Guardo dentro de mí una mezcla de colores que no tienen nombre. Mi caja de pinturas se ve como recuerdos de parques, escuelas enormes y hermosas, recesos solitarios, imaginación estimulada por hojas y ramitas de árboles, ansiedad confundida con vergüenza, pruebas psicológicas para tratar de medir un daño inventado por cobardes, materias que aquí me sirven de poco, dimensiones tan detalladas y elevadas, que aún no conozco los términos apropiados para contarle a mamá lo que veo cuando cierro los ojos.
Guardo dentro de mí una mezcla de palabras que no tienen idioma. Mis libros gritan como un triple talento del que pocos pueden presumir, enojo, obras de teatro, renuncias, infidelidad, abuso, familias igual de imperfectas, pero con diferente máscara, dos niños heridos, aburrimiento, abrazos bloqueados por el constante rechazo, inercia, una libertad tan amplia y forzada, que me ahogó en su océano de posibilidades cuando las puertas del autobús se abrieron la primera vez que viajé en él.
Guardo dentro de mí una mezcla de canciones que no tienen instrumentos. Mi música se escucha como turbinas de aviones, susurros de un teclado que no dice ninguna palabra con la boca, maple y tocino, bosques que roban toda mi atención con cada tono ocre imaginable, folklore, dulces y trucos, una redirección tan absoluta, que tuve que recrearme completamente para poder habitar mi nueva realidad.

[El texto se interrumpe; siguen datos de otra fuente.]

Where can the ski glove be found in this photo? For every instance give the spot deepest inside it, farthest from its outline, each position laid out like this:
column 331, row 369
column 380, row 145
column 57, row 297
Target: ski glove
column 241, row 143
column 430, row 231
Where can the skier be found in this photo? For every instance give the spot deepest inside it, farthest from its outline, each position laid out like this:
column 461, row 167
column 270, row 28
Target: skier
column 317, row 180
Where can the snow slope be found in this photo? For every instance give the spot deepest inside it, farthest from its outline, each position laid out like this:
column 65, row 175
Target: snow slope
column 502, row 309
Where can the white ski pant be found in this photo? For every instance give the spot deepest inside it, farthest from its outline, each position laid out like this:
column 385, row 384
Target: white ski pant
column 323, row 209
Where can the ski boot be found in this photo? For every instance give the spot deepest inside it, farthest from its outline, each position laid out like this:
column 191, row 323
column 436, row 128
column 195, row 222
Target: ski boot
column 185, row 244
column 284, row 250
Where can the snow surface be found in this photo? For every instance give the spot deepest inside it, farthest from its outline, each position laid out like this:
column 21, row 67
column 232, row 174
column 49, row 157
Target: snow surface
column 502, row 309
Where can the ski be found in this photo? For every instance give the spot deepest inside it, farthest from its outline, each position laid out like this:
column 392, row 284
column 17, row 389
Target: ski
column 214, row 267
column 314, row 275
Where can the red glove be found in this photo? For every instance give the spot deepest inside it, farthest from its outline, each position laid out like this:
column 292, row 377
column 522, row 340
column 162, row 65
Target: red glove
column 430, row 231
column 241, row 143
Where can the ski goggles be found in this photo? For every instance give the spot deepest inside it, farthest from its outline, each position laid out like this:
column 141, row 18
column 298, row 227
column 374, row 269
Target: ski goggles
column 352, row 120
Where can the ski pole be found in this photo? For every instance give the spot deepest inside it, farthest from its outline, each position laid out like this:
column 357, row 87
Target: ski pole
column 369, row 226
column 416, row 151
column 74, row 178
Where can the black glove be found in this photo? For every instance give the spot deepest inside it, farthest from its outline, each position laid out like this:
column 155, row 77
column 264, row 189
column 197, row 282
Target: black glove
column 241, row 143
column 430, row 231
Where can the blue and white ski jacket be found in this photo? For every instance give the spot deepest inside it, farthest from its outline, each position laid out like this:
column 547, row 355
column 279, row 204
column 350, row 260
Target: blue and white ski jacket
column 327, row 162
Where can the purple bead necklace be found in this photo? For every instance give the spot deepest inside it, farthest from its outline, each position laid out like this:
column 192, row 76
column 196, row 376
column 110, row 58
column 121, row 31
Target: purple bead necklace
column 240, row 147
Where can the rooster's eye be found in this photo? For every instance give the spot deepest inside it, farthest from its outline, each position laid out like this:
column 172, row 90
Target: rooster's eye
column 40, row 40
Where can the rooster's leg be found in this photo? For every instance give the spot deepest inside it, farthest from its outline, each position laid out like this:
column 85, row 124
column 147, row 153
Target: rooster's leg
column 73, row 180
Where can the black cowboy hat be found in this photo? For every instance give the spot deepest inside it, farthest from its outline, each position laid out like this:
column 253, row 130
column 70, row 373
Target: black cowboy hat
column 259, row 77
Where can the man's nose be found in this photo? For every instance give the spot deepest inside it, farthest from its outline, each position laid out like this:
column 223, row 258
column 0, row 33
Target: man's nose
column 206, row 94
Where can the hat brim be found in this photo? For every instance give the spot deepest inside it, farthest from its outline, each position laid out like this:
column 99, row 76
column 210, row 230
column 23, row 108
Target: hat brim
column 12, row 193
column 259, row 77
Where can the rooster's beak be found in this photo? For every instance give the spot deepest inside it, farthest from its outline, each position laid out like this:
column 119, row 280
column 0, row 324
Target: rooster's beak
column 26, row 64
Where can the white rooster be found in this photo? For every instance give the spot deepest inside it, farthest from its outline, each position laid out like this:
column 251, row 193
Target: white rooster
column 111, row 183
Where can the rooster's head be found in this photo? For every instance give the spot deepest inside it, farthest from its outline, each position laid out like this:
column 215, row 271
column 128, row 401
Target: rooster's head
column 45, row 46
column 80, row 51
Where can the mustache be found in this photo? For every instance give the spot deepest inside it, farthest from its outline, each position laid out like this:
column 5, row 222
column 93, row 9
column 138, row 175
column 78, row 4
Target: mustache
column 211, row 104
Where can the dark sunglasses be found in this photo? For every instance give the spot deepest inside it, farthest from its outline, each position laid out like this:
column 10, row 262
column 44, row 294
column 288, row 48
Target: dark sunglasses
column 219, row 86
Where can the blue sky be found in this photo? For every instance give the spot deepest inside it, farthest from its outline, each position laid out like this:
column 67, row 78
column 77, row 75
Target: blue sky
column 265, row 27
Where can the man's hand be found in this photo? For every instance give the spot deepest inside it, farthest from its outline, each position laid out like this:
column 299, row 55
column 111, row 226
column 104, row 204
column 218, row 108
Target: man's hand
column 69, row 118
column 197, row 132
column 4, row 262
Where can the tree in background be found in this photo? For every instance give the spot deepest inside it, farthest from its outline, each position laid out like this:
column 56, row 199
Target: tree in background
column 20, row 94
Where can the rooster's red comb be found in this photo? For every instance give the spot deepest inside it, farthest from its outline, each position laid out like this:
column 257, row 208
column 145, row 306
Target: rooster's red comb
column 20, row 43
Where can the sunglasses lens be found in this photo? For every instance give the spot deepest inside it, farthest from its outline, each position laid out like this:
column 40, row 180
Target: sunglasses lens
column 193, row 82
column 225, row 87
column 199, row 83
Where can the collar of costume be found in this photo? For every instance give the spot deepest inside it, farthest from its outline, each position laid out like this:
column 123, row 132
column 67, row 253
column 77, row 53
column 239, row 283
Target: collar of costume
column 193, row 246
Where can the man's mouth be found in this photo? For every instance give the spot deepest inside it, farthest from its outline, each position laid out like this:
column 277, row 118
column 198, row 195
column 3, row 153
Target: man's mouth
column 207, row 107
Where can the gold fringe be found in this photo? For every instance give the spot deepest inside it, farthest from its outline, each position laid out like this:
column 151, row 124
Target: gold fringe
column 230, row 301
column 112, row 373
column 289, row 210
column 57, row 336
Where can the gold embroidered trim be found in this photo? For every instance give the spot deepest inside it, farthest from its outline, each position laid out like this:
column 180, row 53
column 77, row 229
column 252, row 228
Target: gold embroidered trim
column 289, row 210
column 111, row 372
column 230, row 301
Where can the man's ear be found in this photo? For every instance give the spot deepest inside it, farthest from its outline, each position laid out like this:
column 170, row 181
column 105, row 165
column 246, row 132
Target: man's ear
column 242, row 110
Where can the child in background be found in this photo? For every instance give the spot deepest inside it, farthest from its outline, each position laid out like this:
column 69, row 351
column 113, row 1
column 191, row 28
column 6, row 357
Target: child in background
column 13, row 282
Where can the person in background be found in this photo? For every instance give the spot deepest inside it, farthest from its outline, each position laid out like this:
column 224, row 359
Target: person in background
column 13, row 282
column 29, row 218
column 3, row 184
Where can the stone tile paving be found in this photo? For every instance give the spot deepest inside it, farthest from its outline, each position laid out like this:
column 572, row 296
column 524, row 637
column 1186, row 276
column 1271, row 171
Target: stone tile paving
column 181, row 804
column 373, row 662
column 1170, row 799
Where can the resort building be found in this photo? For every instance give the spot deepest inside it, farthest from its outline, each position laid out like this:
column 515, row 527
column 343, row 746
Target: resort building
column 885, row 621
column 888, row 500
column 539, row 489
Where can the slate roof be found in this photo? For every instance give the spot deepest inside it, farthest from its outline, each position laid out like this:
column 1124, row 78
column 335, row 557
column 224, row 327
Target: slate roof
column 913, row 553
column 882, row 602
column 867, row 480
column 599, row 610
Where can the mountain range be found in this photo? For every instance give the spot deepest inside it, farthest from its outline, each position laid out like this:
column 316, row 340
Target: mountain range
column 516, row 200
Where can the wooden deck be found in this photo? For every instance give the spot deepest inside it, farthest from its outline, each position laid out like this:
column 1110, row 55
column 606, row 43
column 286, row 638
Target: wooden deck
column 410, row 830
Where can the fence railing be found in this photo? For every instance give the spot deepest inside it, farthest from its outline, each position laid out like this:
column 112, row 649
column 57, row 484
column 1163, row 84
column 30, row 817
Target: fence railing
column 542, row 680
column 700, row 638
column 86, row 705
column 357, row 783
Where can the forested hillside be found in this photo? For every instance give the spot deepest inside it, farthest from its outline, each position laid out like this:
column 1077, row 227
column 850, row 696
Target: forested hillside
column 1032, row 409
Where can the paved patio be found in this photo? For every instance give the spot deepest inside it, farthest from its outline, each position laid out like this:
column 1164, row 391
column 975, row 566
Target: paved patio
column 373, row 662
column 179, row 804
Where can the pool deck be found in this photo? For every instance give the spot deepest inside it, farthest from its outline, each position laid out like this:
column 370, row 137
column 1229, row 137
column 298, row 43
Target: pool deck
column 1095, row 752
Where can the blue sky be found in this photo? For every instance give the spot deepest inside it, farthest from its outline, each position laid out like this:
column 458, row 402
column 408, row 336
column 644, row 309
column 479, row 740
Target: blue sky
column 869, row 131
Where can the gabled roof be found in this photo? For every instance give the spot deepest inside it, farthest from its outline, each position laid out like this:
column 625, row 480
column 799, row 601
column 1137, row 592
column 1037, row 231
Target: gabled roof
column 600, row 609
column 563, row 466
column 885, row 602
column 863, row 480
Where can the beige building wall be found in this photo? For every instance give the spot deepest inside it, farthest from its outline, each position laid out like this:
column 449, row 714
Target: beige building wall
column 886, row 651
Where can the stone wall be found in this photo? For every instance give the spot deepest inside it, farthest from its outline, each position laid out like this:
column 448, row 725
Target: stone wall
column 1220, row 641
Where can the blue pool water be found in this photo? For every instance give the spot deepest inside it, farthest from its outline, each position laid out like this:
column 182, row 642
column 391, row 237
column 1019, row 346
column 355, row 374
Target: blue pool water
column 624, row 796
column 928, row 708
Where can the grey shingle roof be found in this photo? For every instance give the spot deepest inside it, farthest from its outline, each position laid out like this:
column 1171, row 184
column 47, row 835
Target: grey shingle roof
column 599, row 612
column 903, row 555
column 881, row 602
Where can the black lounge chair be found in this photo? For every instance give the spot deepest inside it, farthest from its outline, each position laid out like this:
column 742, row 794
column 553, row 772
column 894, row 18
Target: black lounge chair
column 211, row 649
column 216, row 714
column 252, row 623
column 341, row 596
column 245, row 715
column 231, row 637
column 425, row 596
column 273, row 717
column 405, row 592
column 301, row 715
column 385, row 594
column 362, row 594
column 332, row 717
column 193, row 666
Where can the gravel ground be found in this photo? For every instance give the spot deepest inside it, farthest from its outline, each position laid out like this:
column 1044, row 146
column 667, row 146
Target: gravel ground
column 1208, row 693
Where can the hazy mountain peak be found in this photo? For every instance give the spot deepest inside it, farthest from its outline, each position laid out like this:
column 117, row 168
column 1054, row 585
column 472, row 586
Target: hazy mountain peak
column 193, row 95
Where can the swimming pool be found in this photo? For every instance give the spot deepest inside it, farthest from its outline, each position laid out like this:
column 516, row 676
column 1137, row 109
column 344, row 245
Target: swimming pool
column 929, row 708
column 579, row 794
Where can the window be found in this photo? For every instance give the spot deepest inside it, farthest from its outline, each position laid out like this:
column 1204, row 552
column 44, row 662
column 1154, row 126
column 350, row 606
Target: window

Guardo dentro de mí el resultado del arte de existir. He pintado, escrito y cantado como Dios me ha enseñado: sin reglas. Tengo cajones llenos de bocetos, plumas y partituras. Nada tiene orden, y todo se ordena para construir un museo que nadie necesita recorrer. Todo lo que guardo toma la forma de un cuerpo que refleja libertad, una mente que se expande como el universo mismo y un corazón que ha tenido que ser expuesto para volver a funcionar.